I construct with a varied vocabulary of abstraction and representation, of changing styles and techniques. The imagery is discovered and replaced and often reborn. Images come like flashes and are thrown into a new world of color, mark and surface, without full regard to their narrative implications. These stories are born of process and mood and the process gives birth to layers of association and inference, which then gives rise to narrative interpretations. The works are always narrative, inherently narrative in nature. But what is the storytelling us?
So the painting is a visual myth, but to what end?
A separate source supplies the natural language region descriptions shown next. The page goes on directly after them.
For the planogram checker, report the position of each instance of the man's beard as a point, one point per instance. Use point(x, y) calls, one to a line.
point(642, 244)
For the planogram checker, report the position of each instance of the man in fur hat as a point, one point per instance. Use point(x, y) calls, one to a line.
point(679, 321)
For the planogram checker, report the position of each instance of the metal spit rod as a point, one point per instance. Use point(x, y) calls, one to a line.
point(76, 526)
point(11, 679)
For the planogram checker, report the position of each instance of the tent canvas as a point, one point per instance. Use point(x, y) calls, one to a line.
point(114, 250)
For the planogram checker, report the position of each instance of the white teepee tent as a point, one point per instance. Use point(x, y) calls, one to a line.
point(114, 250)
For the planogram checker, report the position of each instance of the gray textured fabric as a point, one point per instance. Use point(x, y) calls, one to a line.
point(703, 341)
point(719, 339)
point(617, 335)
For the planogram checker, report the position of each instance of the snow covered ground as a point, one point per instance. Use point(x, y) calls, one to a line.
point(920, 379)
It is a story which I initiate, but do not fully own. The characters which I have provided a stage for, are not under my control. I have given up control over these narratives. Any revelation is born during the process and lives in the work. The works are fragmented and ever-changing. The myth odd and incomplete it would seem. Any search for universal truth seems a hopeless enterprise in this age. But the good news is that the painting still has a life of its own, and if we listen closely, maybe it does have something important to say!
BIO:
Mike Holsomback is a well-known artist and art department faculty member at Chattanooga State Community College in Chattanooga, Tennessee.
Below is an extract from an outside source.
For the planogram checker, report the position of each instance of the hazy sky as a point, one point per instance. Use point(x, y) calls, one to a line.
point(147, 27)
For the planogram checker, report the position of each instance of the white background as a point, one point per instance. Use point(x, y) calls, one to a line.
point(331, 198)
Holsomback has a considerable regional and national exhibition record. His work has been selected for exhibitions in such venues as the San Diego Art Institute, the University of Mobile, the Stage Gallery in Merrick, New York, the Huntsville Museum of Art in Huntsville, Alabama, Nassau College in Nassau, New York, and Belmont University, Nashville, Tennessee.
His paintings and collages are found in the holdings of numerous private, corporate, and government collections, including most notably, the corporate law offices of King and Spalding of Atlanta, GA, and the Park Avenue offices of Dr. Jacqueline Dryfoos of New York, NY.
Website - www.mikeholsomback.com
Instagram - @studioholsomback
Sarah TOrtora
Artist Statement:
I create sculptural works that mime conventions of canonical sculpture, urban infrastructure, & museological display. These hand-wrought amalgams reference ancient mythologies but operate parallel to language. As objects, they elude classification and perpetually oscillate between physical relationality and misidentification. My work frequently incorporates the imagistic potential of sculpture, by acting on an innate bodily alignment with “fronts” and “backs.” These prop-like sculptures become sites for projection: as facsimiles of archetypal objects, impostors of icons, or signs that communicate the structure of their presentation. The resolute awkwardness of these sculptures (the Classical rendered as DIY theater-prop) inspires the psychic displacement necessary to comprehend the cultural displacement they induce. My work accepts the premise that every equestrian monument is truly a Trojan horse, and questions the anthropocentric privilege inherent in notions of the “archival” or “ephemeral” to describe the life cycle of artworks within the vast scale of geological time.
BIO:
Sarah Tortora (b. 1988, New Haven, CT) is a visual artist based in New York City whose work merges and questions conventions of canonical sculpture, urban infrastructure, & museological display. Recent exhibitions of Tortora’s work have been featured at Ulterior Gallery (New York); NADA x Foreland (Catskill, NY); Tiger Strikes Asteroid (New York and Los Angeles), and C. Grimaldis Gallery (Baltimore). Sarah has been an artist in residence at the Skowhegan School of Painting and Sculpture, the MacDowell Colony, Yaddo, and Ox-Bow School of Art, among others. She was the 2015-2016 Alice C. Cole ‘42 Fellow in Studio Art at Wellesley College, and is currently a shop manager at the Columbia University School of the Arts.